Déjà vu in Bordeaux

third-growth Margaux Château d’Issan picture by François Poincet

A version of this is published in a Bordeaux supplement in the Financial Times today. 

If you’ve been writing about Bordeaux for nearly 40 years as I have, you cannot help but be struck by the cyclical nature of its wine business. When I started out, the Bordeaux wine trade was in the process of recovering from a massive scandal affecting one of the smartest merchant families, Cruse, (in 1847 they bought the entire crop of Château Lafite) and the disastrous effects of the 1970s oil crisis which saw first growths on sale in Augustus Barnett’s unglamorous off-licences at £3.99 a bottle.

Today Emmanuel Cruse runs third-growth Margaux Château d’Issan (pictured here by François Poincet) impeccably, and in May chose to celebrate the anniversary of wine from this unusually long-established Médoc estate’s having been served at the 1152 wedding that brought Bordeaux under the English crown for three centuries, with a black tie dinner at Westminster Abbey, no less. None of us could quite understand why the 863rd anniversary was particularly worthy of celebration, but we lapped up an imperial (eight bottles in one) of 1985 Issan in the Abbey’s recently refurbished Cellarium and were presented with gilded, be-tasselled menus and Issan-embossed pigskin card cases. The dinner was pictured below by Amy Murrell (one of the female minority present).

Last month’s biennial international wine fair Vinexpo was punctuated by a series of lunches and dinners more lavish than in any other wine region. The busiest tradespeople in Bordeaux currently are not those in the wine business but the traiteurs who provide all these meals, and the builders who continue to tart up the masonry of the better-known producers as though there were a Best Kept Château competition. There isn’t. And nor is there much of a tourism business in the Médoc, considering the international fame of so many them. (Compare and contrast, messieurs et mesdames, with that other centre of Cabernet Sauvignon greatness, the Napa Valley.)

Such spending is commonplace at Bordeaux’s better addresses because, although the last four en primeur campaigns have been damp squibs, the château proprietors made such a killing with the 2009 and 2010 vintages. I recently came across this passage in The Wines of Bordeaux, a magisterial work by my predecessor as FT wine correspondent Edmund Penning-Rowsell: ‘speculation had encouraged growers to ask and secure prices unrelated either to the cost of production or to the ability or willingness of the consumer to pay’. He was referring to the vintages of the early 1970s, when the current system of offering six-month-old wines en primeur to consumers was born, but what he wrote could just as well have applied to the situation 40 years later.

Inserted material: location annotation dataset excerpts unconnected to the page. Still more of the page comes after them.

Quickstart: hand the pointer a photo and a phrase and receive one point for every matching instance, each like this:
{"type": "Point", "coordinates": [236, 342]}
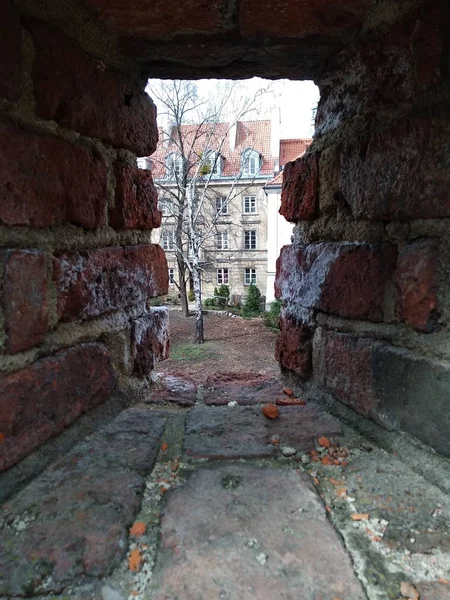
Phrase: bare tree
{"type": "Point", "coordinates": [192, 137]}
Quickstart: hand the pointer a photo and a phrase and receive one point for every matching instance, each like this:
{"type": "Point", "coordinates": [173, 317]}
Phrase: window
{"type": "Point", "coordinates": [251, 162]}
{"type": "Point", "coordinates": [249, 276]}
{"type": "Point", "coordinates": [222, 276]}
{"type": "Point", "coordinates": [222, 240]}
{"type": "Point", "coordinates": [165, 205]}
{"type": "Point", "coordinates": [211, 162]}
{"type": "Point", "coordinates": [221, 206]}
{"type": "Point", "coordinates": [174, 166]}
{"type": "Point", "coordinates": [250, 240]}
{"type": "Point", "coordinates": [249, 205]}
{"type": "Point", "coordinates": [167, 240]}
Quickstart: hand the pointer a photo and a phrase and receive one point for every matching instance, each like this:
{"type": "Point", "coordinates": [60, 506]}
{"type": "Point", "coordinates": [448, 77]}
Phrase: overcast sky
{"type": "Point", "coordinates": [295, 99]}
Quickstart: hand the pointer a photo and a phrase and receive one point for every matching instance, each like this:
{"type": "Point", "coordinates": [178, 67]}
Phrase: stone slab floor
{"type": "Point", "coordinates": [196, 495]}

With the lacklustre 2011, 2012 and 2013 vintages, sold – or rather offered – while prices for the 2010s and 2009s were falling, the wine-buying public became less and less enthusiastic about laying out money in advance for embryonic, unproven wine. The much better quality 2014 vintage offered the Bordeaux trade a chance to recoup some goodwill and re-engage potential en primeur buyers by reducing prices to attractive levels, but – perhaps because still financially cushioned and/or egotistically convinced that opening prices are a measure of status – all too few proprietors were prepared to do so. The first growths set a decent example and were far from rapacious with their 2014 pricing, albeit at a premium level. And those smart names whose owners deserve a special mention for relatively friendly pricing of their 2014s include most notably Lynch Bages together with Armailhac, Calon Ségur, Canon, Domaine de Chevalier, Haut-Batailley, Pichon Lalande, Prieuré Lichine, Rauzan Ségla and Talbot.

Some more modestly priced 2014s that took my fancy include Capbern, Le Boscq, Bernadotte, Bellevue, La Croix de Beaucaillou, de France and Gloria, although there is probably no need to buy these less sought-after names en primeur.

The strengthening of the US dollar has helped re-invigorate the bordeaux market a little in both the US and Asia, but too many Bordelais seem not to care that their wines are currently out of fashion with so many of the world’s wine drinkers and, significantly, the opinion-forming sommeliers. The two most prominent St-Estèphe châteaux, Montrose and Cos d’Estournel, seemed particularly out of touch, metaphorically thumbing their noses at consumers via their ambitious 2014 pricing.

But, being part of such a massive, and cyclical, wine-selling machine, with its producers, brokers, merchants, importers, traders and retailers all playing their parts, the Bordelais are clearly not plunged into gloom by an event I attended recently at the modish Clove Club in Shoreditch called ‘So un-cool it’s cool: The Bordeaux Lunch.’

Meanwhile it looks as though my beloved Rule of Five (whereby vintages divisible by five have been pretty good throughout France since 1985) may be coming into play for the forthcoming 2015 vintage. The flowering went exceptionally well and, so far, it looks as though they may just have a seriously promising vintage on their hands at long last – and perhaps justification for high prices.